12. Elaborating his arguments that the award is against public policy, Mr. Singla contends that the State Bank of India, Behrain recovered the amount of foreign currency loan from the petitioner by invoking counter guarantee thereby receiving the amount of loan in cash. Similarly, the EXIM Bank/State Bank of India, New Delhi for the recovery of their loans adjusted cash compensation adjudged by ECGC under their construction policy out of Rs. 30.84 crores settled by them in form of cash payment. On receipt of this amount, both the State Bank of India, Behrain as well as EXIM Bank/State Bank of India, New Delhi issued no objection for release of compensation bonds to the petitioner. As the amount had allegedly been paid in cash by the petitioner to the banks, it wanted the respondent also to repay the amount in cash so as to enable it to release compensation bonds in favour of the respondent. On the respondent not making payment in cash, the petitioner discounted the Reserve Bank of India bonds and released them at a discounted factor of 20%. Mr. Singla, therefore, submits that as it was pursuant to the policy of the Government of India that the payment was required to be made in cash and discounting was pursuant to the said policy, the award given by the arbitrator holding that the petitioner was not justified in discounting the bonds, was against public policy.

13. It is an admitted position that no payment was made in cash by the petitioner to the banks. It was either the encashment of the bank guarantee given on behalf of the petitioner or by payment made to the bank by the Ministry that no objection was issued by the banks for release of Reserve Bank of India bonds to the petitioner. Even assuming for the sake of argument that the payment made by the Ministry to the bank on behalf of the petitioner and the encashment of the bank guarantee given by the Ministry on behalf of the petitioner was payment in cash, the question is whether the respondent was obliged to make payment in cash and if so on not making such payment in cash whether the petitioner was entitled to discount the bonds and such discounting was in the interest of public policy. The contention of Mr. Singla is that the task force recommendations were a public policy and as the award was not in accordance with the recommendations of the task force, the same was liable to be set aside under Section 34(2)(b) of the Act.

14. I have given my thoughtful consideration to the arguments advanced by Mr. Singla but I have not been able to persuade myself to agree with him . On a reading of the award, I do not find any finding against either the recommendations of the task force or any alleged public policy. There is nothing in the recommendations of the task force that the bonds will be released at a discount. If the intention of the parties was that the re- payment of loan was to be made by the respondent in cash and on not making such payment the petitioner was entitled to discount the bonds, the same would have been so incorporated in some of the documents which had been placed before the arbitrator. Neither the recommendations of the task force nor any document placed before the arbitrator show that the petitioner was entitled to discount the bonds. In my opinion, no question of public policy is involved in the present case. It is only to bring this case within the four corners of Section 34(2)(b) of the Act that this argument of public policy has been advanced by the petitioner.

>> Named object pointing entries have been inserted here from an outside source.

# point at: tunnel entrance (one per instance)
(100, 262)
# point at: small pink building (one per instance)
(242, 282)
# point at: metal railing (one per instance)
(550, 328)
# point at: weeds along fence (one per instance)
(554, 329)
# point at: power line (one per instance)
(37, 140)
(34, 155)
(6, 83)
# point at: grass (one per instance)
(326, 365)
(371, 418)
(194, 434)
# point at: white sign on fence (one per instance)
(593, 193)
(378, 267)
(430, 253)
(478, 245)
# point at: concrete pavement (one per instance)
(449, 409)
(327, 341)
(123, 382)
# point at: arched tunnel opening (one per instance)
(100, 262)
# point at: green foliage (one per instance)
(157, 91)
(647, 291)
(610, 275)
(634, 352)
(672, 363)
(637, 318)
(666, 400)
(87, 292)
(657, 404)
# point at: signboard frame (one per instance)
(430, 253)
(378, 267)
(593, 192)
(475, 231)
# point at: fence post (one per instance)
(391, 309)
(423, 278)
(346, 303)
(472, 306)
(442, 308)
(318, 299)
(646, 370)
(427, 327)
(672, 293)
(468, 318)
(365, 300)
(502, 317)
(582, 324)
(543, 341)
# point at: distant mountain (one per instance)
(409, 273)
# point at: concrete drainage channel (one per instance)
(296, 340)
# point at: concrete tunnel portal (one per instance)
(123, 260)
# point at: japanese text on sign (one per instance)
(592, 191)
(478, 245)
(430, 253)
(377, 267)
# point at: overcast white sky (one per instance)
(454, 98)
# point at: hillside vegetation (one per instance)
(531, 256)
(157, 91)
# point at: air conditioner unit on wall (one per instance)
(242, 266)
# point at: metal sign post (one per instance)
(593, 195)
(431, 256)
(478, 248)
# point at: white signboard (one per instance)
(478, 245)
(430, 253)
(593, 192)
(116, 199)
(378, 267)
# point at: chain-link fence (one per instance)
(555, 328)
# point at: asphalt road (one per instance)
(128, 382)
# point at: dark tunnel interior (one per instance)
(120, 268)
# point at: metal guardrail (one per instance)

15. In my opinion, therefore, none of the grounds contained in Section 34 or Section 31(b) of the Act exists for setting aside the award. It is now well settled that it is not open for the Court to sit as a Court of Appeal over the decision of the arbitrator. The Court will not substitute its own views in place of the views of the arbitrator, if the view taken by the arbitrator is a plausible view under the terms of contract, even if the same is erroneous. In my opinion, the petitioner has not been able to make out any case for setting aside the award of the arbitrator.

16. I, therefore, find no merits in the application of the petitioner and the same is, accordingly, dismissed. In the facts and circumstances of the case, however, the parties are left to bear their own costs.